Pada hari itu, selain saya (Nikka) dan Adi, ada Rens Lewerissa (Nyong), dan Jekson Bisai (Jeky) dari Konservasi Indonesia (KI) dalam ‘perburuan’ di beberapa kampung di distrik seluas lebih dari 400 kilometer persegi ini. Kampung Wamargege adalah destinasi pamungkas untuk pekerjaan hari itu, dalam rangka melakukan salah satu upaya lanjutan demi mendukung terwujudnya inisiatif Perhutanan Sosial.

Sebagai informasi, Perhutanan Sosial di Distrik Konda dilakukan atas arahan pemerintah melalui Peraturan Menteri Lingkungan Hidup dan Kehutanan (PERMEN LHK) No. 9 Tahun 2021 tentang Pengelolaan Perhutanan Sosial. Peraturan ini sesuai dengan keinginan dari masyarakat di sana untuk mengelola hutan secara berkelanjutan dan pengembangan inisiatifnya dirintis bersama- sama dengan pemerintah di beragam tingkatan dan KI.

Foto 1. Satu bagian Distrik Konda dari udara.

Berdasarkan peta kehutanan yang saya pernah lihat, Distrik Konda di Sorong Selatan secara faktual memang masih dilingkupi dengan areal hutan, dengan tipikal ekosistem hutan hujan tropis maupun gambut. Namun demikian, areal hutan yang dimaksud statusnya, seperti hampir 1,5 juta hektar kawasan hutan lainnya di Provinsi Papua Barat dan Provinsi Papua Barat Daya, adalah hutan produksi maupun Areal Penggunaan Lain.

Dengan kata lain, hutan-hutan lebat tersebut sewaktu-waktu dapat ‘hilang’ akibat aktivitas pemanfaatan ekstraktif. Sementara di lain sisi, berdasarkan Peraturan Menteri di atas, Perhutanan Sosial merupakan instrumen hukum yang bersifat bottom-up, yang artinya memberikan kesempatan bagi masyarakat untuk memanfaatkan hutan mereka secara terbatas melalui ragam upaya pengelolaan berkelanjutan yang memprioritaskan perlindungan.

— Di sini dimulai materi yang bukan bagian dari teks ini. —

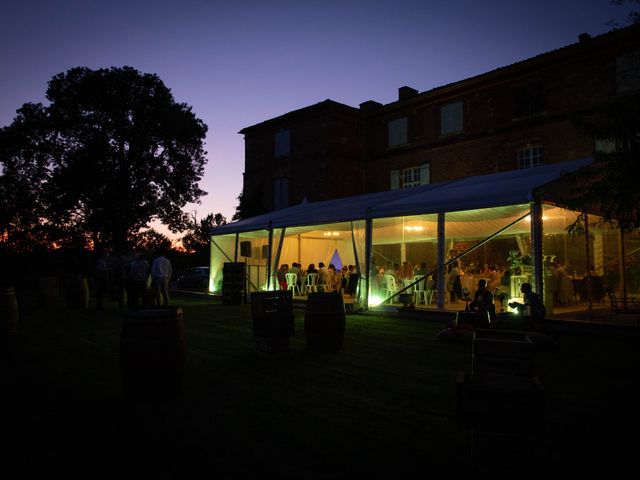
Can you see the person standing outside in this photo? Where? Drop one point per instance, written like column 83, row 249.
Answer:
column 160, row 276
column 137, row 273
column 101, row 279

Foto 2. Distrik Konda terdiri atas hutan dataran rendah – seperti inilah lazimnya perjalanan dari Teminabuan menuju kampung-kampung di Konda.

Setelah terguncang-guncang selama hampir dua jam perjalanan dari Teminabuan, ibukota Sorong Selatan, dengan menumpangi mobil 4×4, akhirnya bangunan pertama di Kampung Konda, kampung yang bersebelahan dari Wamargege, terlihat.

“Sekarang kita jalan,” ujar Jeky, rekan kerja kami yang memang bertugas di Sorong Selatan, seraya membuka pintu mobil, mengeluarkan beberapa barang dari mobil, lalu mulai berjalan menuju Wamargege.